Shropshire Star

Egg hunt reveals record numbers for rare butterflies after hedges grow wild

Boost to brown hairstreak butterfly in south Wales after landowners change hedgerow regime.

By contributor Emily Beament, Press Association Environment Correspondent
Published
Supporting image for story: Egg hunt reveals record numbers for rare butterflies after hedges grow wild
Brown hairstreak butterflies have received a boost from wilder hedges (Iain H Leach/PA)

Landowners have given a rare butterfly a major boost by letting their hedgerows grow wild, conservationists have said.

Brown hairstreak butterflies have laid record numbers of eggs in parts of south Wales after hedgerows were protected from annual “flailing” cuts that destroyed a key habitat for them, Butterfly Conservation said.

While the charity says it does not want to stop anyone managing their hedges, it wants to encourage more landowners to try “cutting back on their cutting back” to help a host of wildlife from butterflies to moths, dormice and birds.

A scrubby hedgerow alongside a field, with two people in the mid distance bent over examining different spots for butterfly eggs
Brown hairstreak egg hunt has revealed record number of eggs (Paul Taylor/PA)

The brown hairstreak was once much more common across the UK, but has seen numbers fall significantly as a result of farmers and landowners removing hedgerows and “flailing” to cut hedge growth back, Butterfly Conservation said.

The butterfly will only lay its eggs on young shoots of blackthorn – a common bush in hedgerows, which are destroyed by flailing.

While the species was present in most of the Twyi valley as recently as 2010, it disappeared almost entirely in the following decade, and Butterfly Conservation’s south Wales branch believes that is due to an increase in annual mechanical flailing of hedges and scrubby areas.

But work with two partners – the National Trust and the South Wales Trunk Road Agent – saw both organisations reduce the amount they cut back their hedgerows, allowing for record numbers of the rare butterfly’s eggs to survive.

They protected their sites from annual flailing and had more blackthorn planted on them.

A small white egg in the fork of a branch of blackthorn
Brown hairstreak butterflies only lay eggs on the young shoots of blackthorn (Paul Taylor/PA)

As a result, volunteers who go out each year in December or January in Carmarthenshire’s Tywi valley – armed with magnifying glasses to hunt for the tiny white eggs of the brown hairstreak in hedges – have clocked up record tallies this winter.

Richard Smith, who has volunteered with Butterfly Conservation’s south Wales branch for more than 30 years, said: “The volunteer team are really excited to find that, after a decade of heartache for brown hairstreaks in Carmarthenshire’s Tywi valley, there is at last signs of an upturn.”

While the sites protected from annual flailing have seen a 50% increase in eggs this winter, another group of fields nearby which were unmanaged for four years have now been “severely flailed”, with a drop of 60 eggs found a year to just four, he added.

Dan Hoare, Butterfly Conservation’s director of nature recovery, said: “We don’t want to stop anyone managing their hedgerows, but we would love more landowners to try cutting back on their cutting back.

“If hedgerows are only trimmed once every two years, or even every three years, it could make an enormous difference to the survival of the brown hairstreak and help many other species as well.

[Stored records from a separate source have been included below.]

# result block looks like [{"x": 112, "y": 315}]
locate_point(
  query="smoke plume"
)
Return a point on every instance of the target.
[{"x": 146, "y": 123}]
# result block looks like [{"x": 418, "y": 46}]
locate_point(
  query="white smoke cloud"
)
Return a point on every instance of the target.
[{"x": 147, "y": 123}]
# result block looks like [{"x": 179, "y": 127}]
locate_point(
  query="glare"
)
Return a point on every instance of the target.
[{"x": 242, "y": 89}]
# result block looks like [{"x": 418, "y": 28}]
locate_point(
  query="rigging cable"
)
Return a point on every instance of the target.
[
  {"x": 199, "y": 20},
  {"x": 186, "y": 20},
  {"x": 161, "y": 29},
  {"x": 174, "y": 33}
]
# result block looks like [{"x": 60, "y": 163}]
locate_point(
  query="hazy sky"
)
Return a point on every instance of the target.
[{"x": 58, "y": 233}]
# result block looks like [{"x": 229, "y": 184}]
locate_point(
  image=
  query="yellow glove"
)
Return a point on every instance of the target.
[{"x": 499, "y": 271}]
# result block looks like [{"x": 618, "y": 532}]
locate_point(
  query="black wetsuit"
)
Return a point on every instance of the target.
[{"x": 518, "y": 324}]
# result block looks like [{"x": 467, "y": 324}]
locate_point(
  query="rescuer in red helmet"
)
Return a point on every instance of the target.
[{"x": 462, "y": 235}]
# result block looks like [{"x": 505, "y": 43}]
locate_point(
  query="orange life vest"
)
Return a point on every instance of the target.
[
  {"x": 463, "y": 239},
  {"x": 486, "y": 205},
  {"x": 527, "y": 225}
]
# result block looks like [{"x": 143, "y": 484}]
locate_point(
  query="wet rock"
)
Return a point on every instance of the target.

“The lovely brown hairstreak is an indicator of getting that balance right.”

He said that thriving populations of brown hairstreaks were a sign of healthy hedges, which in turn delivered a range of benefits as food sources to a host of wildlife, shelter for creatures from dormice to yellow hammers and pathways through the countryside for bats and birds.

A brown hairstreak rests on a leaf with wings open, revealing brown colouring and a orange streak
Brown hairstreaks were once more common across the UK, experts say (Iain H Leach/PA)

Grasses and flowers at the base of hedges are also good for amphibians, reptiles, farmland birds, small mammals and insects, while hedgerow trees increases the abundance and diversity of larger moths, he told the Press Association.

“The simple message for brown hairstreaks is that cutting hedges less often is better.

“But there is a wealth of evidence that taking a range of other simple steps, from planting hedgerow trees and filling in gaps in established hedges, to widening field margins next to the hedge and planning hedgerow management at the landscape scale with your neighbours, can give wildlife a major boost,” he added.